Web site offers Powerball tickets
Thursday, March 2, 2000 | 10:37 a.m.
DES MOINES, Iowa - A new Web site invites anyone in the world to play Powerball - the largest lottery game in the United States - for free.
FreeStateLotto.com, based in Boston, Mass., is a direct marketing site. Users register with the site and then are linked to an advertiser's homepage, becoming eligible for "a chance to win" when they click on the site.
"It is a pure pay for performance model," Beth Lindstrom, chief executive of FreeStateLotto.com, said in a statement Wednesday.
But the player doesn't get a free Powerball ticket.
Instead, the player is assigned a set of numbers by e-mail, according to the Web site's terms and conditions. The prize - if won - is split among all players assigned those same numbers, and the Web site doesn't say how many that could be.
In addition, the company may reserve the right to retain up to 20 percent of all winnings, the Web site says.
The site doesn't sell tickets but gives them away, and that makes it legal, said Charles Strutt, executive director of the Multi-State Lottery Association, the Iowa-based consortium of 21 state lotteries that operates the Powerball game.
"If there's no exchange of consideration, then it's not gambling," he said.
He noted that Lindstrom, the company's CEO, is the former director of the Massachusetts State Lottery and is familiar with the nation's gambling laws.
"There is nothing to prevent someone from giving away lottery tickets, which appears to be what this site is doing," said Mary Neubauer, spokeswoman for the Iowa Lottery. "It is illegal for someone other than a licensed retailer for a state lottery to sell Powerball tickets."
Neubauer said another Web site based in North Carolina was selling tickets this week for $5 each.
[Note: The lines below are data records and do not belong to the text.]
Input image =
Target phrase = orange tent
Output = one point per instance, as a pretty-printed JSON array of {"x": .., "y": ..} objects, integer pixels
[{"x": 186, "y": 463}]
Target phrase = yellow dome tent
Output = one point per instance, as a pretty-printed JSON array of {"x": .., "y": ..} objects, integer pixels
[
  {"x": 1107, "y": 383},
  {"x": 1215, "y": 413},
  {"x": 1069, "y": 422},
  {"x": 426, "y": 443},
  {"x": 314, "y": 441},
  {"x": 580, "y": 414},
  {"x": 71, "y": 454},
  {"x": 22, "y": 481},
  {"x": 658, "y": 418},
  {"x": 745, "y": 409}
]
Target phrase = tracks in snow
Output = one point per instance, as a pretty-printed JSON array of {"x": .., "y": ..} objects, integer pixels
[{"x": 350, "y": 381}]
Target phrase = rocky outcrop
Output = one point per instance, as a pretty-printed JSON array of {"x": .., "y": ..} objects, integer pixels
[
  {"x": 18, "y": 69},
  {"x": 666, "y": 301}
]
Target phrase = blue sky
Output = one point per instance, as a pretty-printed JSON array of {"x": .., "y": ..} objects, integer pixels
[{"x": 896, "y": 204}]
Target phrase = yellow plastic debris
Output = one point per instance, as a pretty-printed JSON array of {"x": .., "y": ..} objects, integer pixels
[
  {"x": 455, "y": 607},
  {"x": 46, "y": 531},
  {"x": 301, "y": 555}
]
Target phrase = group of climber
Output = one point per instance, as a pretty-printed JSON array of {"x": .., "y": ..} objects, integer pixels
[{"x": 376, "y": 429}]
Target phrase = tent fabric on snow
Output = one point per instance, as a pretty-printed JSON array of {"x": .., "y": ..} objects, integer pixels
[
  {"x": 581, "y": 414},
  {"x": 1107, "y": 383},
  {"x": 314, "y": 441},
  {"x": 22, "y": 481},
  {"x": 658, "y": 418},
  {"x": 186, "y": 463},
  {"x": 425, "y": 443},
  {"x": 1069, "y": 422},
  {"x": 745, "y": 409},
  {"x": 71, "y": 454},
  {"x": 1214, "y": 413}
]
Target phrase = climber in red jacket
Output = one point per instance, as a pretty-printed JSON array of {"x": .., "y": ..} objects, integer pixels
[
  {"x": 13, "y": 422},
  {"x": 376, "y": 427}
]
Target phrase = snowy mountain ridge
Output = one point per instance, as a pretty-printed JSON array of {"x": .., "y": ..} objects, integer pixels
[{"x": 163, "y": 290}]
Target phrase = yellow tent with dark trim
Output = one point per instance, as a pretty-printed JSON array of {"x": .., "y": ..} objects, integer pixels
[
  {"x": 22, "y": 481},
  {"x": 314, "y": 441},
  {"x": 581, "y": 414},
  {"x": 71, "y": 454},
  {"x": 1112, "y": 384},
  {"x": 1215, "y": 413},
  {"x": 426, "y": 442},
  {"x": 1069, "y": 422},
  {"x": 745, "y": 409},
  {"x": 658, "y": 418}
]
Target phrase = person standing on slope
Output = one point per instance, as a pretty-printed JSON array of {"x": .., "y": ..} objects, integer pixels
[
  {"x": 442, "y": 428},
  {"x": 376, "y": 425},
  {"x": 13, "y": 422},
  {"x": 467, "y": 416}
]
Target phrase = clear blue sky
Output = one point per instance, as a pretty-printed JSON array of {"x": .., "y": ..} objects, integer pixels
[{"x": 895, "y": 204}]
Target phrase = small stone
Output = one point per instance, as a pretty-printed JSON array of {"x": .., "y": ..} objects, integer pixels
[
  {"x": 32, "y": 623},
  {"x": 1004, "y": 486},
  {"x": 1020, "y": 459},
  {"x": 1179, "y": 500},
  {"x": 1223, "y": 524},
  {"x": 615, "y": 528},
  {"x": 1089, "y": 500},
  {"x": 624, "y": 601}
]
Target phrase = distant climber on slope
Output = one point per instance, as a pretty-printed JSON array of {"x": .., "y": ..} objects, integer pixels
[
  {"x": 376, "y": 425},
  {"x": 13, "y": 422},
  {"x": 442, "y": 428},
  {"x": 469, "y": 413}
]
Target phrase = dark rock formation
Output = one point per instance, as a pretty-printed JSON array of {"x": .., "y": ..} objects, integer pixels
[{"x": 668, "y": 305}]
Tickets sold by licensed retailers are just $1 a pop.
"People had to click a credit card number on the screen," Neubauer said. "It's illegal for someone to do that because they're not a licensed dealer for a state lottery."
Such Web sites tend to "disappear as state agencies get after them," Strutt said. "There are a number of sites out there that sell tickets, just as there are people who rob banks.
"We'll be talking to the federal attorney general's office and the state attorney general's office about the violation of state and federal laws," he said.
Strutt advised people to be wary of Internet sites selling Powerball tickets.
"I don't know if I'd give my credit card number to someone who's obviously violating the law," he said.
Powerball offers the world's largest jackpots. Wednesday night marked the seventh time the Powerball jackpot had topped $100 million. There was no winner and the jackpot will increase to an estimated $140 million Saturday.